Об этом известно давно, но любопытно, что это не могут не признать даже такие яркие критики либерализма как известный социолог Александр Зиновьев: «Коммунистическая утопия создавалась при том условии, что многие существенные факторы человеческой жизни игнорировались, а именно – распадение человечества на расы, нации, племена, страны и другие общности, усложнение хозяйства и культуры, иерархия социальных позиций, изобилие соблазнов, власть, слава, карьера и т. п. Утопия предполагала лишь сравнительно небольшие объединения более мене однородных индивидов, со скромным бытом и потребностями, с примитивным разделением функций. Утопия создавалась для низших слоев населения и низшего уровня организации общества»54.

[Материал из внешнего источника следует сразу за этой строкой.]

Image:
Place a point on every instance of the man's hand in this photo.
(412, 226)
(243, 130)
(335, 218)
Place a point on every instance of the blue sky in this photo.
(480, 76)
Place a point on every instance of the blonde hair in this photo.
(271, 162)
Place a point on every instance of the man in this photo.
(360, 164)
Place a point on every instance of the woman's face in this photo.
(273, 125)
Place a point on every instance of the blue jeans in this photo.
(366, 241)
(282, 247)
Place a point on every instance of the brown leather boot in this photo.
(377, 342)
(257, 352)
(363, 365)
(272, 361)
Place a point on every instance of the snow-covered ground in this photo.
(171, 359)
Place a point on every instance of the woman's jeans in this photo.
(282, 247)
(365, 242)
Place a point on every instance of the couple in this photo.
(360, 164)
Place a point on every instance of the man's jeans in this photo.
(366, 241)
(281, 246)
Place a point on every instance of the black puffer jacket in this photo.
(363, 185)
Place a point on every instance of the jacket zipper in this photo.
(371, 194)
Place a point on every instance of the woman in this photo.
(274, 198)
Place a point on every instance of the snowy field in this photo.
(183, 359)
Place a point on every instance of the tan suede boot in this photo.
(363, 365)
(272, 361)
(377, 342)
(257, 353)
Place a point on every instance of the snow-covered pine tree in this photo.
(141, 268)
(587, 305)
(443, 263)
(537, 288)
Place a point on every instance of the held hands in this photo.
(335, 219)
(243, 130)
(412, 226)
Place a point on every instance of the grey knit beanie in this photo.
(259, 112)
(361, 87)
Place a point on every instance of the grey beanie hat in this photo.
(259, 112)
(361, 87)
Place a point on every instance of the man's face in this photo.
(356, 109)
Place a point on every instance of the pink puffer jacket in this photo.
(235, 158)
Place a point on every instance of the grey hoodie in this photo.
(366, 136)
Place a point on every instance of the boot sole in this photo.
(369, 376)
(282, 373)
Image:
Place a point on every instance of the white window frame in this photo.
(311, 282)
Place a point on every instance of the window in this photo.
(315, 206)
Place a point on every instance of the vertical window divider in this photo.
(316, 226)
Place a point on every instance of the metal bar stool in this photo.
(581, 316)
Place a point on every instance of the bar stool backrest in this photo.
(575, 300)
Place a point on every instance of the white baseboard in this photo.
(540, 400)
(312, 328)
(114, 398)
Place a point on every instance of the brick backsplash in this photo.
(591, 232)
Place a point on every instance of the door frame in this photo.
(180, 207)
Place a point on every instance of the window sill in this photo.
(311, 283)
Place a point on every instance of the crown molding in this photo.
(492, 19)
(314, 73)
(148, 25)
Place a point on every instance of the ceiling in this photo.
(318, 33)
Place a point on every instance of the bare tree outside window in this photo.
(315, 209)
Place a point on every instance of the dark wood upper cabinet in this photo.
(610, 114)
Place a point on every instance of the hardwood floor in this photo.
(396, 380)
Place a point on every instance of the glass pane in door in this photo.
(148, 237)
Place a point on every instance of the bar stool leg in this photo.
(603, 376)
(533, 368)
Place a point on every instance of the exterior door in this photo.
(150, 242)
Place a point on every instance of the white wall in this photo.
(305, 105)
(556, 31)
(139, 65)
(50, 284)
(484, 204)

Я читаю у православного и национального философа Арсения Гулыги признание русской идеи утопией, и меня никак не может утешить его успокоение (или самоуспокоение?): «… утопий не надо бояться. Мы живем в эпоху, когда утопии сбываются. Не только утопии зла и насилия, но и утопии добра и мира»55.
Однако проблема как раз и заключается в том, что все утопии по замыслу «добро – мир», однако, в конечном счете, именно из-за своей утопичности все они и оборачиваются «злом – насилием». По крайней мере, история человечества подтверждала сие неоднократно до возведения факта в ранг закономерности: воплощенные утопии, будь то немецкий национал-социализм, советский коммунизм, еврейская земля обетованная, или талибский Афганистан – рождают зло, какими бы благими намерениями не руководствовались архитекторы и прорабы этих утопий.
Так все же, какова наша национальная, российская идея? Вопрос этот может показаться странным: неужели она до сих пор неизвестна? Как так может быть, если вся русская философия и теософия, можно сказать, проникнута именно русской идеей! Если по общему признанию немецкие (французские, итальянские, американские и т. д.) философы ищут универсальные законы бытия, то наши, проникнутые духом национального провиденциализма, почти всегда были заняты поиском непременно самобытной идеи, которую должно возвести в ранг общечеловеческой.
Обратившись к истории российской национальной идеи, мы увидим, что ее изначальная зафиксированная формулировка во-первых, исходила от властного аппарата и во-вторых, была подана как теологическая идея «истинной святости» с претензией на мессианство и на особую политическую роль Руси.
Еще в X веке митрополит Илларион, воздавая хвалу князю Владимиру за крещение им русской земли, подчеркивал, что с этих пор именно Русь становится хранителем Христовой истины и благодати. Впрочем, теологической эта идея была только по форме, по содержанию она была действительно «чистой политикой» и изначально создавалась как элемент официальной идеологии Власти.
В обоснование «истинной святости» православной Руси было написано не мало, как впрочем, и в обоснование истинной святости католицизма, иудейства, ислама и т. д. Но стоит все же признать, что историческая практика до сих пор не рассудила межконфессиональные претензии на истину в последней инстанции и они остаются до сих пор столь же спорными, как и в момент зарождения межконфессиональных различий.
Да и сама российская действительность явно вступает в противоречие с заявленной претензией. Хотели явить миру пример святости, а вышла бесовщина, возведенная в советские времена в ранг государственной политики, – и потерпели национальную катастрофу.
Во второй половине XIX века, на подходе к национальной зрелости, в золотой век российской культуры, когда еще не остыли и юношеские страсти, в интеллектуальной среде происходит ощутимая трансформация национальной идеи. В современной историософии символом этого времени принято считать идею Соборности – к ней мы еще вернемся. Однако справедливости ради стоит отметить, что именно тогда была «открыта» подлинная русская идея, формула которой четко прописана К.Аксаковым в «Дополнении к записке „О внутреннем состоянии России“».